Le procédé de broyage (ou de liage si l’on préfère ce terme plus juste mais moins usité) à la façon ancienne met en oeuvre une molette – destinée au liage du pigment, mais aussi au broyage terminal – et une plaque de porphyre (non de marbre, contrairement à l’opinion répandue). Le broyage sur plaque de porphyre avec une molette de cristal est un procédé chic mais d’une utilité discutable. (Lire le chapitre XIII, La molette.)

De plus, il existe des méthodes simples permettant d’accélérer la préparation de la peinture. L’argument de la durée de préparation est encore valable, mais bien moins qu’il ne le fut.

3 . Procédés de préparation rapide

Note 1, mélanges : sauf exceptions, il est fortement déconseillé de mélanger des pigments avant de les incorporer à un liant. Chaque pigment a son pouvoir colorant qui ne se révèle que lorsqu’il est “mouillé” (sur le mouillage pigmentaire, lire le chap. XXII). Il est presque impossible de prévoir les résultats d’un mélange opéré à sec.

Note 2, quantités : les procédés exposés ci-dessous concernent des quantités relativement faibles. Nous préconisons en effet la préparation de masses de peintures en rapport avec la séance de travail et non avec la surface à traiter. Si toutefois celle-ci devait être particulièrement importante, le mélange pourrait être opéré à l’aide d’une perceuse munie d’un embout idoine, réglée à vitesse minimale.

3 . a) Avec l’huile

Temps de préparation d’une palette d’une douzaine de couleurs : 10 minutes – 1/4 d’heure ou davantage en fonction des surfaces et de la durée de la séance, des volumes traités et… de l’habitude.

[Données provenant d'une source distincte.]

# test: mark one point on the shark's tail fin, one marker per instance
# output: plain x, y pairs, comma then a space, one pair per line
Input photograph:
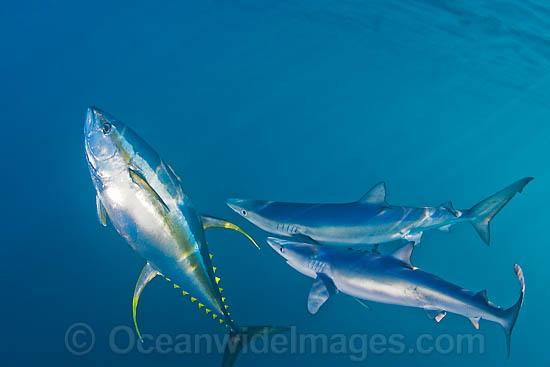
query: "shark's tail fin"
243, 336
482, 213
510, 315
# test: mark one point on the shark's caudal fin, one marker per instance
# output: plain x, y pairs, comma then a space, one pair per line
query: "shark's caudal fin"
511, 314
482, 213
243, 336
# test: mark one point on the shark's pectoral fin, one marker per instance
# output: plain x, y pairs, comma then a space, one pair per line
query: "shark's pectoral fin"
362, 303
376, 195
101, 212
436, 315
446, 228
320, 291
482, 296
212, 222
449, 206
147, 274
413, 237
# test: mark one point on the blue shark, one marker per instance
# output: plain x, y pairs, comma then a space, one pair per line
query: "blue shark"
370, 220
143, 198
391, 279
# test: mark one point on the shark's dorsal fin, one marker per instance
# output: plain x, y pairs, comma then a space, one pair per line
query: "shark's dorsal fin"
101, 212
212, 222
482, 295
320, 291
404, 253
376, 195
147, 274
139, 180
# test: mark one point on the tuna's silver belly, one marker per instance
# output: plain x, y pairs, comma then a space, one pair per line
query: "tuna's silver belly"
153, 235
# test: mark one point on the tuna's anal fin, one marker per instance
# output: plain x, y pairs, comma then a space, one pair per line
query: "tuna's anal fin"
413, 237
147, 274
101, 212
212, 222
320, 291
376, 195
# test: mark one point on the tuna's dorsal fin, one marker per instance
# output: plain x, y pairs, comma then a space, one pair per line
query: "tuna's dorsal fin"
436, 315
147, 274
212, 222
475, 322
139, 180
449, 206
404, 253
320, 291
482, 295
376, 195
101, 212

Cette méthode a été largement exploitée par de nombreux peintres contemporains. En cas de problème, n’hésitez pas à nous envoyer un courrier.

La molette, comme nous le disions, est devenue inutile. Par contre, la spatule à peindre est pratiquement indispensable.

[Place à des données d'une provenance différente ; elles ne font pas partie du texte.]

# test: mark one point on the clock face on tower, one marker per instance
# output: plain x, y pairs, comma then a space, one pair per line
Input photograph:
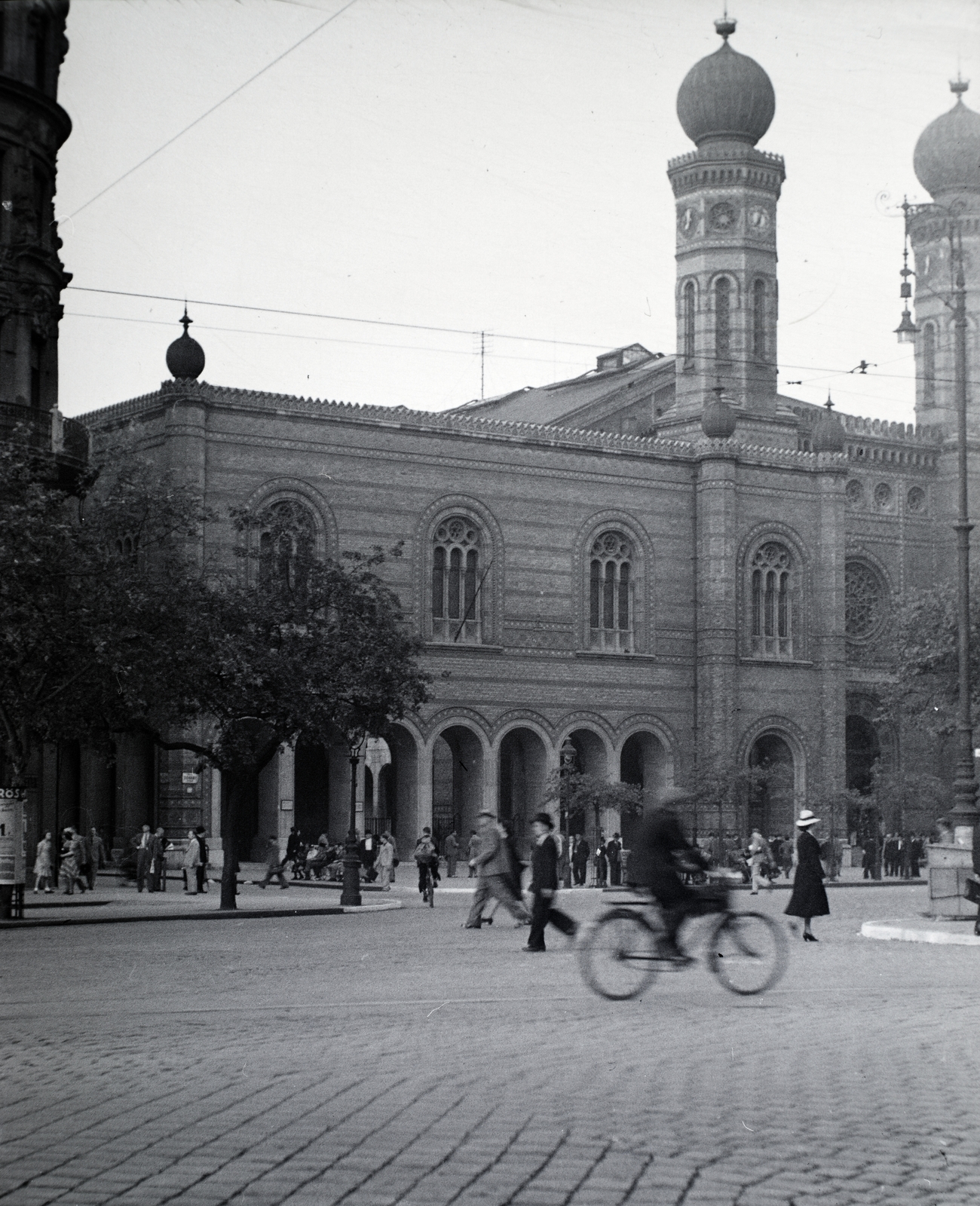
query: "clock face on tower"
687, 221
759, 220
722, 216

* verser l’huile sur la palette en faisant plusieurs petites flaques bien espacées, autant que de couleurs à préparer.

* poser le premier pigment sur la première flaque (en général, pour commencer, il suffit de couvrir généreusement la flaque en débordant un tantinet).
Le laisser s’imbiber. Certains auteurs prétendent que l’imbibition doit durer une nuit. L’expérience démontre que c’est une durée incroyablement disproportionnée. Passez à l’opération suivante sans vous inquiéter.
Pour une raison expliquée ci-dessous, il vaut mieux traiter en premier le blanc de titane, si vous vous servez de ce pigment.

* pendant que le premier pigment s’imbibe, bien nettoyer la spatule (la tremper dans l’essence minérale, l’essuyer une première fois, tremper à nouveau et essuyer le plus soigneusement possible) et passer à la couleur suivante.

* répéter l’opération pour chaque pigment. Lorsque vous avez terminé, le premier pigment que vous avez traité est déjà bien imbibé d’huile. S’il ne l’est pas suffisamment, remuez-le un peu à la spatule et laissez-lui un peu de temps supplémentaire.

* en respectant le même ordre, faire tour à tour chaque mélange à la spatule sans omettre de bien nettoyer celle-ci à chaque fois. C’est très important à ce stade d’élaboration de votre peinture. Une spatule sale gâcherait les couleurs avant même que vous ayez commencé à vous en servir.

* refaire le tour de vos couleurs, ajouter du pigment ou de l’huile de sorte à obtenir des pâtes ayant sensiblement la consistance de la peinture qui sort d’un tube – ou bien celle qui vous convient. À chaque fois, malaxez bien la pâte. Si vous ajoutez du pigment, respectez un temps d’imbibition correct : passez à la couleur suivante et attendez le tour suivant pour faire le mélange. La présence (rare) de grumeaux rebelles – caractéristique du blanc de titane – implique un temps d’imbibition et des malaxages supplémentaires. C’est pour cette raison que le titane doit être traité en premier.
L’erreur la plus courante est de fabriquer une pâte trop liquide. Cela peut provoquer par la suite, au séchage sur le tableau, des plissures épouvantables. De plus, le temps de siccativation est beaucoup plus long lorsque la pâte est grasse. Il faut donc spécifier qu’une pâte doit être liquéfiée après le liage et surtout pas pendant : on dilue la pâte plus tard avec une essence ou un médium et non avec une huile pure.
Une bonne pâte a une certaine “tenue plastique”.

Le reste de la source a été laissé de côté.